実際に吉野川のそばを少し歩いたことから、第十堰阿呆水と呼ばれる吉野川の水害の歴史がだいぶ頭に入りました。

 

現地に行く前に読んだ資料もあるのですが頭の中を素通りしていく感じで、その地域の雰囲気を知ることでようやく少し理解できる感じです。

 

さて、Wikipediaの「吉野川」を読んでいたら、ヨハネス・デ・レーケの名前を見つけました。

「明治期の河川開発〜麻名用水と第十樋門〜」に、吉野川を視察したことが書かれています。

明治期に入り近代河川技術が吉野川にも導入された。1884年明治17年)に全国の河川整備に携わったヨハニス・デ・レーケは吉野川を視察。翌1885年(明治18年)より旧内務省徳島県の共同事業として「吉野川改修工事事業」が着工した。だが1888年明治21年)7月の水害で流域は大きな被害を受け、原因を河川整備の不備・失策と見た住民は蜂起して工事事務所を襲撃し改修工事を中止に追い込んだ。この暴動を「覚円騒動」と呼び、以降河川改修は中断した。

 

 

農林水産省のホームページの「土地改良偉人伝〜水土里を拓いた人々」にヨハネス・デ・レーケの説明がありますが、それによると「1873年明治6年)から1903年明治36年)の30年間」日本に滞在していたようです。

自身が視察しおそらく計画にも携わった工事が住民の反対にあい中止された後も日本各地の治水や築港に携わっていたようです。

どのようにこの事態を受け止めていたのでしょう。当時、デ・レーケにもさまざまな批判や中傷があったのでしょうか。

 

デ・レーケが帰国して10年ほどで、吉野川の治水事業が再開されたようです。

大正時代に入ると「覚円騒動」で中断していた治水事業も復活。
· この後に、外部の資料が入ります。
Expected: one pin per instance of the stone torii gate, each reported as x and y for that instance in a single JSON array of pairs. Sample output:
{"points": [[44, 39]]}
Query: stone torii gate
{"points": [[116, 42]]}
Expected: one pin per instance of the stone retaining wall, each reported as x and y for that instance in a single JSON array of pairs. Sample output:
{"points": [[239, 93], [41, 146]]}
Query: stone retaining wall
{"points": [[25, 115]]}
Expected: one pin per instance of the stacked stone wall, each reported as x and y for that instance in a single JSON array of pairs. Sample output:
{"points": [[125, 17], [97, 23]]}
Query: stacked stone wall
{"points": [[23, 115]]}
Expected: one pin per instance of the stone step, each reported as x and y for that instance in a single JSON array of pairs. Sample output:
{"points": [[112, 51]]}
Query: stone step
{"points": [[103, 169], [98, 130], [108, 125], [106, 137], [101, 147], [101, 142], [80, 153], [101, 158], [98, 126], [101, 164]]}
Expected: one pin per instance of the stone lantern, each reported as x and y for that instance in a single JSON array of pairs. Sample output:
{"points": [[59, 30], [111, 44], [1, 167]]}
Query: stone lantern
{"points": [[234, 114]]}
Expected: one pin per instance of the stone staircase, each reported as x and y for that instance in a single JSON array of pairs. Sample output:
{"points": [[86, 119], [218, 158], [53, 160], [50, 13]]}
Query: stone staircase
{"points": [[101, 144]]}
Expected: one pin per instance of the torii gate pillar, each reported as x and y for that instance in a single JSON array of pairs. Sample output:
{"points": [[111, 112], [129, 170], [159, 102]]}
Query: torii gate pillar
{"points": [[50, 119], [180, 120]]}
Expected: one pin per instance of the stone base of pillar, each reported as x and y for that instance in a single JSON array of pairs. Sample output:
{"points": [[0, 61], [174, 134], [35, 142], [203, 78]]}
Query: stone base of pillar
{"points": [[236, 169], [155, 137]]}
吉野川各地に水刎*水制であるケレップ水制が設置された。また、旧吉野川との分流点・第十堰付近には旧吉野川の洪水調整・河川維持用水を目的に1923年(大正12年)に第十堰樋門が建設された。当時日本一の樋門として吉野川の名所となり、多くの見物客が訪れた。その後1927年(昭和2年)に吉野川築堤は完成し第1期吉野川改修事業は終了した。この堤防はその後流域を襲った1934年(昭和9年)の室戸台風や1945年(昭和20年)の枕崎台風、さらには吉野川最大の出水となった1954年(昭和29年)の台風12号、1959年(昭和34年)の伊勢湾台風、1961年(昭和36年)の第2室戸台風においても破堤せず洪水防御に役立った。

(*引用者注:みずはね)

 

デ・レーケらが導入したケレップ水制が設置され、デ・レーケが亡くなる前年に吉野川左岸の第十堰樋門が建設されたようですが、母国にその便りは届いたのでしょうか。
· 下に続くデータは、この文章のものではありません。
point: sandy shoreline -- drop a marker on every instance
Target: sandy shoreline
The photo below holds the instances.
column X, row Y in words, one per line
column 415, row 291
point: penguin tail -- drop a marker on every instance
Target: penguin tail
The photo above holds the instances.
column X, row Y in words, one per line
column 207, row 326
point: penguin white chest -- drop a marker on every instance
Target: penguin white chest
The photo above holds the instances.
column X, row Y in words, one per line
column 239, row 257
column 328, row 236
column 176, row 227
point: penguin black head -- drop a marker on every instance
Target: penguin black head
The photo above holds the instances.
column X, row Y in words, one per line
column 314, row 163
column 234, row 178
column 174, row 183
さらに没後14年ほどで吉野川改修事業が完成したようです。

 

現在の未曾有の感染症の社会の混乱を見ていると、当時の工事事務所襲撃の状況もわかるような気がしてきました。

得体の知れない不安を受け止めきれないと人の関係は容易に分裂し、暴言や対立あるいは暴力へと向かいますね。

 

そして歴史の審判を知ることもなく世を去り、当時粛々と対応していた方々の功績というのは歴史の中に静かに静かにあるのだと。